Nevertheless, representatives of agencies have expressed concerns about having to come into compliance, including the following:
• Many staff have MSWs but have not passed the exam, even after several attempts, and these staff would need to be terminated if exemptions end. Many of them have been seen as doing professional quality work and are essential to their programs. There is also a great deal of anecdotal evidence that many social workers whose native language is not English have difficulty with the exam. Losing them deprives their programs from having an adequate number of bi-lingual staff. This has led to concern about the fairness of the exam, which is used across the country, in terms of working in a multicultural environment such as New York City.
• While the licensing law lists at least 12 functions that do not require a license, agencies assert that it is not sufficiently clear which functions require the LMSW. For example, counseling requires a license, yet it is not defined in law and there are many forms of counseling, not always requiring MSW level skills. If exemptions end, many paraprofessionals could be deemed to be practicing without a license.
• Many, if not all, service systems are going through rapid changes in how services are delivered and funded. The speed of the changes are being characterized as unprecedented. In addition, many programs have closed and agencies have merged in order to survive. As a result of this, along with the other concerns, it is believed that this is not the right time to lift the exemptions.
NASW-NYC works with agencies as important stakeholders, even if we do not always agree. It has been important within the NYC Chapter that there not be a “us vs. them” attitude. In fact, there are many CEOs and executive directors that are social workers, including on the Chapter’s Board. Appreciating the perspective of another has been a guiding, while not the only, value in this process.

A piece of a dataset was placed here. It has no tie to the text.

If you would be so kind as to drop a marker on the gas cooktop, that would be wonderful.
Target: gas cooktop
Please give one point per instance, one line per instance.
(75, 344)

It is this appreciation for the challenges that agencies are experiencing that led to NASW and the other social work organizations to support a further extension of the exemptions. The point of difference is that a permanent exemption is forever, and in many instances could close the door on making progress toward professionalizing the providers of service and clarifying the functions where a license is necessary. (I note here that as recently as last fall many agencies actually supported a new temporary exemption but have since then turned their support to the Governor’s proposal.)
What individual social workers can do before the budget is finalized
As the legislature negotiates the budget, NASW has received support for its proposals among a number of legislators. At the same time, representatives for agencies in the state are attempting to rally support for permanent exemptions.
We are asking members of NASW-NYC to contact selected legislators through personal visits, phone calls or email to urge them to support NASW’s package of proposals, starting with opposing a permanent exemption by enacting a temporary extension of agency exemptions from the licensing law. We ask that you urge your legislator to also support the four recommendations that were outlined above.